February 8, 2001 -- T.S. Eliot contended that April was the cruelest month, but it's likely that the principals at PurchasePro would contest that contention, given the problems that the Las Vegas-based ASP has faced thus far this month.
The problems began when Barron's published a fairly prickly article that charged PurchasePro with actions ranging from creative accounting to not having a CFO. PurchasePro vigorously defended itself against the article, calling it riddled with inaccuracies and innuendo. Chairman and CEO Charles E. Johnson Jr. said that the article was "rife with inaccuracies."
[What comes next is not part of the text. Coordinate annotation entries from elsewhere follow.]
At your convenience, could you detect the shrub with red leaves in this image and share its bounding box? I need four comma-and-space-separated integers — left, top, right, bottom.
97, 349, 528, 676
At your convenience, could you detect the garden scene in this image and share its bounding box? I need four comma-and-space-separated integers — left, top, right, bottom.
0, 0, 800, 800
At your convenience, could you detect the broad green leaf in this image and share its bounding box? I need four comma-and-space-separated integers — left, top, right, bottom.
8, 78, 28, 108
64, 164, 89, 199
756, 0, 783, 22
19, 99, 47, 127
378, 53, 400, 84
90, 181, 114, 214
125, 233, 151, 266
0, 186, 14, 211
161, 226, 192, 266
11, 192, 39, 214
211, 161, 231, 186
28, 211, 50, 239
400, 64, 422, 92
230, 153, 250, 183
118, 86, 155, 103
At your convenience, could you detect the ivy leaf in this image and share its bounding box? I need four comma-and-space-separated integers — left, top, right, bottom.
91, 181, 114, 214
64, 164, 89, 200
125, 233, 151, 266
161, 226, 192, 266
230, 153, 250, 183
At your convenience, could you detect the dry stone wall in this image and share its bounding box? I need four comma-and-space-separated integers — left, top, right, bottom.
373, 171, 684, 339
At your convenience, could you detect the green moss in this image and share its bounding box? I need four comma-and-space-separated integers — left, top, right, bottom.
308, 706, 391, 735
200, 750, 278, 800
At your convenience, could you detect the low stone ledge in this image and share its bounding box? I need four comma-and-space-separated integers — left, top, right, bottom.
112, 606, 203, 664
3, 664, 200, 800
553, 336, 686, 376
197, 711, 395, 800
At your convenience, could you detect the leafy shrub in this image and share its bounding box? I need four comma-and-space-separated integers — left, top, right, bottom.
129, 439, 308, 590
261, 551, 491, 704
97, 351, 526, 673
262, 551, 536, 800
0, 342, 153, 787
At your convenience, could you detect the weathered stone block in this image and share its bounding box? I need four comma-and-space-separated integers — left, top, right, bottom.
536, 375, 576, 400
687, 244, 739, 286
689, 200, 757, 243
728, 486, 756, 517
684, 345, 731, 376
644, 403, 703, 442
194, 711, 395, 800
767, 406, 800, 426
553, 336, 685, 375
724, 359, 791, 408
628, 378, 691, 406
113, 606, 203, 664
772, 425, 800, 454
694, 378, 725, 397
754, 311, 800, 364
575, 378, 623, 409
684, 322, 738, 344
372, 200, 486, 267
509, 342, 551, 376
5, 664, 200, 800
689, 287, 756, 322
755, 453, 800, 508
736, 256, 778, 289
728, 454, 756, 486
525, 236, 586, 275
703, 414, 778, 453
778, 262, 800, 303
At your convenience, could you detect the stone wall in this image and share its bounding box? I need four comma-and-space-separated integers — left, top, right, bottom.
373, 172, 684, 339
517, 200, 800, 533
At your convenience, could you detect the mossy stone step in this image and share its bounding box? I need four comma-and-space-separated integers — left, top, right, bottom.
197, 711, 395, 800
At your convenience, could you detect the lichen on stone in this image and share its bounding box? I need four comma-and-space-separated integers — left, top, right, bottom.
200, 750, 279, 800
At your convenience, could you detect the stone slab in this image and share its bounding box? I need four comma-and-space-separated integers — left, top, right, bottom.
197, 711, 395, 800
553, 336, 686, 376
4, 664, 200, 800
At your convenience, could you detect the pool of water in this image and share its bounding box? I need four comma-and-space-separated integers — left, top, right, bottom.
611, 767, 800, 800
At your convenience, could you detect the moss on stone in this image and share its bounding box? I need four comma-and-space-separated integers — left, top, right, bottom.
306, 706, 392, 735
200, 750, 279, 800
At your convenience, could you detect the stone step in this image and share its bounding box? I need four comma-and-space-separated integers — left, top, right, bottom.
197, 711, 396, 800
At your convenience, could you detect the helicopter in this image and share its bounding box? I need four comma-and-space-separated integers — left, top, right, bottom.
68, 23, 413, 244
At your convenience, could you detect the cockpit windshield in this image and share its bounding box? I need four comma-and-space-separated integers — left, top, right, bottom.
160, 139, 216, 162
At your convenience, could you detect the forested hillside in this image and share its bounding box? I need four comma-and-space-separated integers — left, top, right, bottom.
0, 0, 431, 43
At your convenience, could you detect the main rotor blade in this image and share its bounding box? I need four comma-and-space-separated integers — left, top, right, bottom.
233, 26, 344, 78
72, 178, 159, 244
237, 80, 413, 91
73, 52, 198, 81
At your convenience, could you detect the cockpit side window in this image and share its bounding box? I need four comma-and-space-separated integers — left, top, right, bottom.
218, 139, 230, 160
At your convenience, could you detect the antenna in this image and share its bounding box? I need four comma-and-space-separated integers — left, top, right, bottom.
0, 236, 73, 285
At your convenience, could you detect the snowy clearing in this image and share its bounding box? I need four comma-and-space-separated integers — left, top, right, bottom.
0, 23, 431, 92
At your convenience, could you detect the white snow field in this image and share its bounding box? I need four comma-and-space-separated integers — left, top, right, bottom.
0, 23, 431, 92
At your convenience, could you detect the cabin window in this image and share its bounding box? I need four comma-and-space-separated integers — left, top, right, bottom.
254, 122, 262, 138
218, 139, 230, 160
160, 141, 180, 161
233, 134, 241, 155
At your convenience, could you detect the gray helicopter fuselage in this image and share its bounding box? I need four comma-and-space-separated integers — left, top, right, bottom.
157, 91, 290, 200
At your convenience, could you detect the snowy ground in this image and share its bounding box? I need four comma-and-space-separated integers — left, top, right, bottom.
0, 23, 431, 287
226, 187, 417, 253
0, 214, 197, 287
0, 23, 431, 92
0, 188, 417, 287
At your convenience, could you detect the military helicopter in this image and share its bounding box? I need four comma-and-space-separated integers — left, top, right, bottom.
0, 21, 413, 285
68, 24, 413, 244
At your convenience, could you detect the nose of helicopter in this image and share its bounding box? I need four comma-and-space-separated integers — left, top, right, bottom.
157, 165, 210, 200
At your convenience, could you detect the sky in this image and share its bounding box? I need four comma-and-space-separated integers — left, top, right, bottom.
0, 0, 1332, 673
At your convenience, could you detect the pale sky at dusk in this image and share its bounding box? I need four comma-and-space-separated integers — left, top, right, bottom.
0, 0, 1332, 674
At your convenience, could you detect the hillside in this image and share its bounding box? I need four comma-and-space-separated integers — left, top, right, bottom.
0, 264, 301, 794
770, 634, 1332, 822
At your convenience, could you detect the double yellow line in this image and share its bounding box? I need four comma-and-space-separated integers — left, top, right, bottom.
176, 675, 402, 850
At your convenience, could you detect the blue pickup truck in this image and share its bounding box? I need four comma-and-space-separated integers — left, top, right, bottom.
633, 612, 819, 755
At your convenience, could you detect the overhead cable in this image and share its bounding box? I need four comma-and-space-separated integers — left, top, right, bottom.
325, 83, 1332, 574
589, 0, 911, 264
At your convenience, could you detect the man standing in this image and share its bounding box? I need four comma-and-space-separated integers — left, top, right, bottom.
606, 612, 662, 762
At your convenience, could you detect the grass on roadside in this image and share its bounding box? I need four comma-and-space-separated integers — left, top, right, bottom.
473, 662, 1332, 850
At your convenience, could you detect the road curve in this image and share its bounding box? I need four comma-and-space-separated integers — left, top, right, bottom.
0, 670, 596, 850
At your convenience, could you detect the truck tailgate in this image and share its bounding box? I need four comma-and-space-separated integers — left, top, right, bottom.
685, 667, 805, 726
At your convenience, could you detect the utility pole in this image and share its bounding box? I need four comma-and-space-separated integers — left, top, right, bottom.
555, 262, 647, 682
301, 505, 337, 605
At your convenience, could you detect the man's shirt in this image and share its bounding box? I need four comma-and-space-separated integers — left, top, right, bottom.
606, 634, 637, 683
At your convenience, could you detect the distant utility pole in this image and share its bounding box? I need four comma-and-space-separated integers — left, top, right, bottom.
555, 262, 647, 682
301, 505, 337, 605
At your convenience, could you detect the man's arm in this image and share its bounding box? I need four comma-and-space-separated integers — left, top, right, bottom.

Not all is bad on the news front, however. At least one company has come to PurchasePro's defense. Barron's had cited the expiration of a partnership with Office Depot as a weakness. In response, Office Depot issued a statement that it has had a working partnership with PurchasePro.com for two years. The companies have been involved in a number of different marketing strategies both in Office Depot stores, catalogs, and its web site. The statement went on to say, The particular subscription agreement' cited in the Barrons article as having expired was always contemplated as a one-year marketing arrangement. Neither party had expected this particular arrangement to be renewed. Office Depot remains committed to working with PurchasePro.com, and has integrated its services throughout in its E-Commerce, Catalog, and retail store offerings to small business customers.